И когда пойду и приготовлю вам место, приду опять и возьму вас к Себе, чтобы и вы были, где Я».

Евангелие от Иоанна 14:2

Часть молока и каши пролилась, когда Риан уронила миску. Еда забрызгала лодыжку Персеваль, и ее цепи выгнулись навстречу пище, готовые перейти к обороне. Но, попробовав пролитое на вкус, они отступили – и Персеваль невольно подумала о том, что произошедшее потрясло их и сбило с толку.

– Прости, – сказала Персеваль. – Я не хотела тебя пугать. Это мне, Риан?

Девочка замялась, глядя во все глаза на Персеваль. Она была маленькой, хрупкой, с изящными чертами лица. Безумная пена ее вьющихся черных волос была обрезана на уровне плеч и собрана воедино с помощью дешевых, но симпатичных заколок – пластмассовых паучков с цветными глазами. Паучки сплели между собой прозрачную сетку для волос.

Девочка была совсем не похожа на мать, но, с другой стороны, кто вообще на нее похож?

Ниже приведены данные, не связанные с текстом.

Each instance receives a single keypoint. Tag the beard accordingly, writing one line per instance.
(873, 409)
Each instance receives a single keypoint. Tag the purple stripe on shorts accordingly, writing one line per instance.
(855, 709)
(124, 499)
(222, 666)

– Это тебе, – выдавила она и нагнулась за миской. К счастью, миска не перевернулась.

Она подняла с пола и ложку, а затем вытерла ее подолом бурой блузки. Как будто сейчас Персеваль могла расстроить грязная посуда.

Когда Риан снова посмотрела на Персеваль, та развела руки в стороны, демонстрируя свою беспомощность. Персеваль, закованная в цепи, не могла есть самостоятельно: напряжение, словно жидкое пламя, текло по ее шее и плечам, и это причиняло ей даже больше боли, чем отсутствие крыльев. «Ариан Конн», – сказала себе Персеваль и почувствовала себя немного глупо. Она не выйдет на свободу и не сможет сразиться с леди Ариан, даже если произнесет ее имя хоть тысячу раз.